Other authors reported up to 3 day expression of CD19 in T-cell after mRNA
transfection[4].
Thus combining RNA stability and sustained release it is envisaged that no more
than 4-5 injections would be needed for a complete treatment. Similar
stabilities are expected to be found in our nanocarriers, slow release for
sustained levels of mRNA in the cytosol aimed to extend the half-life of the
CD19 expression to levels that allow a sensible and effective therapeutic
regime.
Schematic
representation of the CAR T-cells therapeutic approach (left) and mechanistic
principle of proton sponge – endosomal scape – mRNA delivery for T-cell
modification (right).
SPECIFIC OBJECTIVES
i) To
develop genetic material nanovectors to overcome current polymeric and viral
limitations;
ii) To apply this to
deliver mRNA for transient genetic therapy and promote the synthesis of CAR
T-cells;
iii) To design a CAR T-cell therapy for CLL that is safer and easy
to use and preserves B-cell function for longer term once the patient is cured.
PROJECT STRUCTURE
To achieve
the above detailed objectives, the proposal divides the work in two
different blocs: Nanovector Design Hub (ICN2
and TAU) where the nanovectors are designed, synthesized, functionalized,
loaded with mRNA, characterized and dispersed in biological media, and Nanovector Testing Hub (HCLINC, MNEGRI)

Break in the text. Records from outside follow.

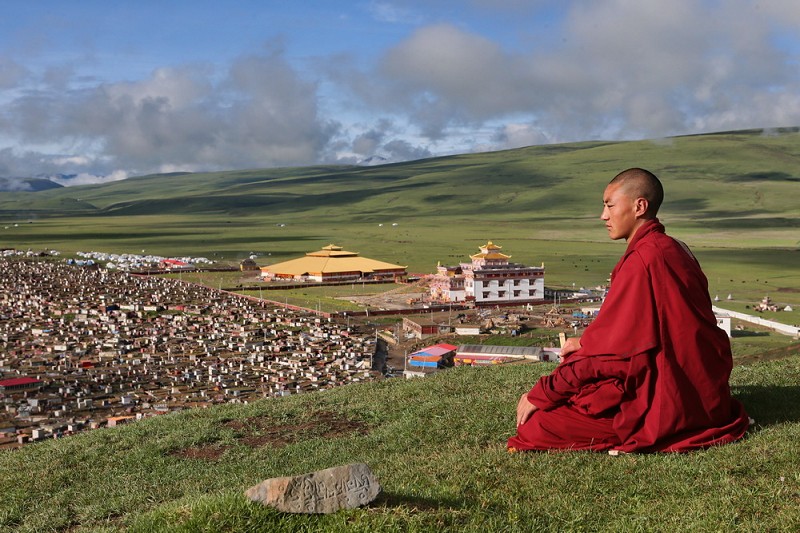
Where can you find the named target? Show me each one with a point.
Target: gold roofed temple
(332, 263)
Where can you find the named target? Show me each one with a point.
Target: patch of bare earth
(257, 432)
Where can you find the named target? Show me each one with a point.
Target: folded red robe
(652, 372)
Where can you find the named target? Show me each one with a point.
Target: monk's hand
(571, 345)
(524, 409)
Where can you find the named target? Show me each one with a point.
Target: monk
(650, 373)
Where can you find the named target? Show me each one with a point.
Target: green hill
(437, 445)
(727, 189)
(731, 196)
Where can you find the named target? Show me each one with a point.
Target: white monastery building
(488, 279)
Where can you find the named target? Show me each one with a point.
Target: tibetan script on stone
(323, 491)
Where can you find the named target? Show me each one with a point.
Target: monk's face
(619, 212)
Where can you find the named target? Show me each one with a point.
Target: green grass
(730, 196)
(438, 448)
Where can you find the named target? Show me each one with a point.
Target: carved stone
(324, 491)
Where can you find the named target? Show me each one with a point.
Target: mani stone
(322, 492)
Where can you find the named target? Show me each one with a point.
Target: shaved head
(641, 183)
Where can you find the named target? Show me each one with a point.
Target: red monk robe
(652, 371)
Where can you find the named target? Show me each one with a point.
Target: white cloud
(90, 179)
(607, 69)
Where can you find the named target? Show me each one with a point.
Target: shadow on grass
(770, 405)
(746, 333)
(419, 503)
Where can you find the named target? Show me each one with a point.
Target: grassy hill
(437, 445)
(731, 196)
(438, 448)
(729, 189)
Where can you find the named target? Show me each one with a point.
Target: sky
(102, 91)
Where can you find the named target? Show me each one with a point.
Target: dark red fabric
(653, 362)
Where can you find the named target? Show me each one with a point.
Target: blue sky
(108, 90)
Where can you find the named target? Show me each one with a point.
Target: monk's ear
(641, 206)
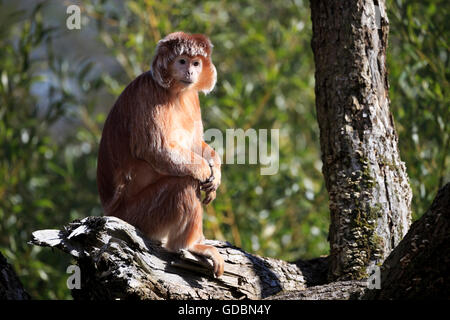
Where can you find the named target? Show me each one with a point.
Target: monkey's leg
(189, 235)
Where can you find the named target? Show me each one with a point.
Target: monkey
(152, 161)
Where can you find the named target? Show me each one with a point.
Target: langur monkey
(153, 161)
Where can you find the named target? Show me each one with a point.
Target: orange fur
(139, 175)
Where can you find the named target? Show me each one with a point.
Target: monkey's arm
(211, 187)
(175, 160)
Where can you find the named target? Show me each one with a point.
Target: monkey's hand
(211, 184)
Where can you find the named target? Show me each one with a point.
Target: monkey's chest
(185, 130)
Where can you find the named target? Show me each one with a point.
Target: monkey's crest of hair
(179, 43)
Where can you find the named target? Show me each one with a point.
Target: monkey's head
(184, 61)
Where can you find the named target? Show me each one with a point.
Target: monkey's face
(186, 70)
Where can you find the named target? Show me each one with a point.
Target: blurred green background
(57, 86)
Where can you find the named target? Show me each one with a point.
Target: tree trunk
(366, 180)
(419, 267)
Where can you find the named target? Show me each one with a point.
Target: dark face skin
(186, 71)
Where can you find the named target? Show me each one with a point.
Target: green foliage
(57, 86)
(418, 61)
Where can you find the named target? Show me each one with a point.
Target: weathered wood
(10, 286)
(117, 261)
(339, 290)
(419, 267)
(366, 180)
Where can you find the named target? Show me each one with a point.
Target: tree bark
(118, 262)
(419, 267)
(366, 180)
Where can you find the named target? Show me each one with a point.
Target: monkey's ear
(208, 78)
(160, 65)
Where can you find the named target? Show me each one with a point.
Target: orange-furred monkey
(153, 161)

where the molecular mechanisms regulating the
interaction cells-nanovectors, their hazard and risk assessment and the
efficacy and therapeutic power is studied and evaluated.

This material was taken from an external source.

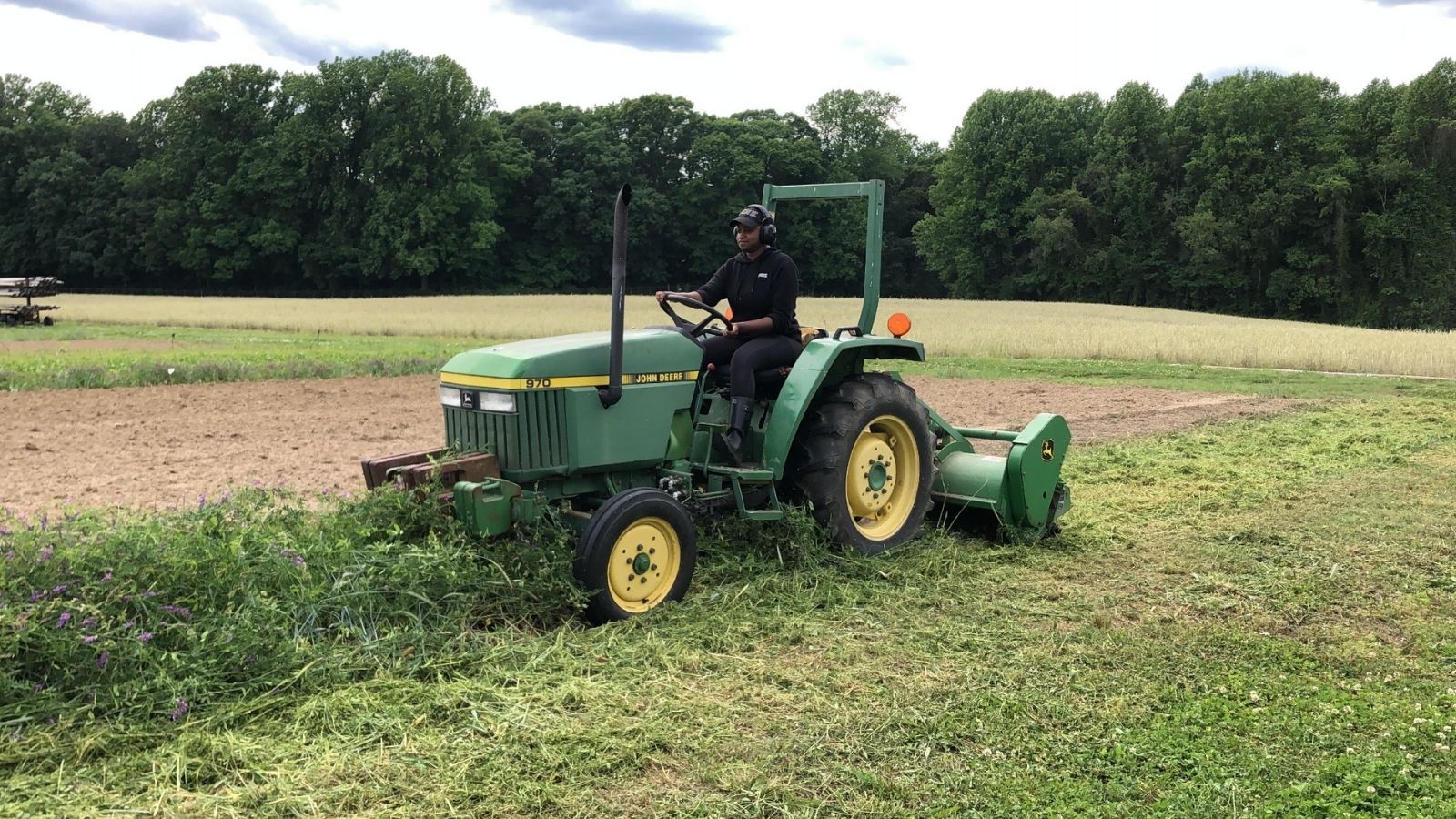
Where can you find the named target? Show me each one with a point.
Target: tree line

CONCORD will exploit the endocytosis – proton sponge – endosomal
release route for the cytosol with a work plan
divided in 6 work packages (WPs), covering the whole duration of the project, as
described below in the Gantt chart. The relation between objectives and tasks execution is
not sequential. This implies that some tasks will be carried out in parallel
which translates into short-term results that will be optimized over the entire
project.
WP1
(ICN2) is devoted to the design and
development of the nanovector. The main objective is to design, produce,
characterize and study the physicochemical evolution of the nanovectors in
biological media aiming at overcoming current polymeric and viral
limitations. It will be composed by Au NPs
functionalized with PEI and further loaded with mRNA.
WP2 (TAU) studies the mechanisms of interaction cells-nanovectors
to support its design and refinement. It
will optimize and standardize the
non-viral, efficient and inexpensive approach towards CAR19 expression in
T-cells and their expansion. Mechanistic aspects of the mRNA delivery and
efficacy. Interaction at the molecular level. This will allow to study the
transfection nanovector interaction with biomolecules and cells in view of
refining its design.
WP3 (MNEGRI) is devoted to study hazard and risk assessment of the newly
developed nanovector. For the risk assessment of the nanovector the toxic
potential of the novel products, their components and derivates at all
development stages will be investigated. We plan to use different
cell lines (Jurkat and primary T lymphocytes, but also other human and murine
cancer and normal cells) that will be transfected using the same technology
used for efficacy studies.
WP4 (HCLINIC) will evaluate the efficacy and the
therapeutic power of the nanovector in
vitro and in vivo.
WP5 (ICN2) is devoted to
exploitation, communication and technology transfer
WP6 (ICN2) will address the
project management.
[1] Structural and
Functional Analysis of an mRNP Complex That Mediates the High Stability of Human β-Globin mRNA Mol Cell Biol. 2001 Sep;
21(17): 5879–5888
[2] Transfer
of mRNA encoding recombinant immunoreceptors CD4+ and CD8+ T cells for use in the adoptive immunotherapy of cancer. Gene Ther. 2009;16:596–604.
[3] Treatment of Advanced Leukaemia in Mice with mRNA Engineered T Cells Hum Gene Ther. 2011 Dec; 22(12): 1575–1586.
[4] Expression
of CAR in natural killer cells with a regulatory-compliant non-viral method. Cancer Gene Ther. 2010 17:147-54.